190606 Sudan
A Sudanese protester holds a national flag as he stands on a barricade along a street, demanding that the country's Transitional Military Council hand over power to civilians, in Khartoum, Sudan June 5, 2019. Image Credit: Reuters

Khartoum - Sudan’s ruling military blamed the country’s protest movement for an escalation as the second day of the opposition’s general strike kicked in on Monday in the protesters latest bid to pressure the army to hand over power to civilian rule.

For the second day, shops and businesses were closed in the capital, Khartoum, though there was visibly more traffic in the streets than on Sunday, when the strike began.

But the military’s latest harsh words - describing actions by the protest movement as a major liability to Sudan and its security - reflected that the ruling generals are hardening their stance.

It has been two months since the military ousted Sudan’s longtime autocrat, Omar Al Bashir, on April 11, following months of protests against his rule. The generals put Al Bashir behind bars and took over the country, promising free elections following a transitional period.

The protesters, however, remained in the streets demanding the generals relinquish power right away. The standoff lasted until troops moved in last Monday and violently broke up opposition sit-ins, including the main encampment outside the military headquarters in Khartoum.

Over 100 people have been killed in the violence since then, including more than 40 victims whose bodies were later pulled out of the Nile River in Khartoum. The military-backed Health Ministry disputes the death toll, saying the official total tally of those killed in the violence stands at 61, including three members of the security forces.

The Sudanese Professionals Association, an umbrella of unions which has been spearheading the protests against Al Bashir since last December, urged the Sudanese to continue the general strike, part of a civil disobedience campaign to press the military.

The union association posted videos and photos on social media it said were of deserted streets and closed shops and businesses in Khartoum’s neighbourhood of Gabra and the eastern city of Wad Madani.

According to the protest leaders, the participation in the strike on in the first day exceeded their hopes. They vowed Monday to continue their “peaceful resistance” until the military council is toppled.

The SPA urged people to close up roads again, rebuild dismantled barricades across the country, and avoid clashes with the paramilitary Rapid Support Forces. Security forces on Sunday removed barricades from main roads and reopened the sit-in area outside the military’s headquarters.

“The solution is to get life paralysed,” the protest leaders said.

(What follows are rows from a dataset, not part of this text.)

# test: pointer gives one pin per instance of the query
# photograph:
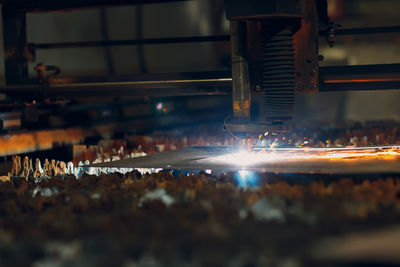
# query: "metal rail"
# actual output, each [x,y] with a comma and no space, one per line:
[338,78]
[193,39]
[150,41]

Lt. Gen. Jamal Al Deen Omar, from the ruling military council, said late Sunday that by closing roads and setting up barricades, the protesters committed a crime.

“The technique of closing the roads and building barricades ... is a full-fledged crime as it deprives people from being able to go about their normal life,” he said.

Omar said the Forces for Declaration of Freedom and Change, which represented the protesters in negotiations with the military council that went on for weeks till the generals suspended the talks earlier this month, are to blame for “all the regrettable events” of the past days.

The protest leaders, by their actions, have “crossed the line of peaceful practices ... and have become a major liability for the country and the people’s security,” he said.

Omar also said the military and the Rapid Support Forces have beefed up their presence across the country “to restore life back to normal.”

Rebels released

Meanwhile, Sudanese authorities on Monday released three prominent rebels who were detained after last week's crackdown, state TV said.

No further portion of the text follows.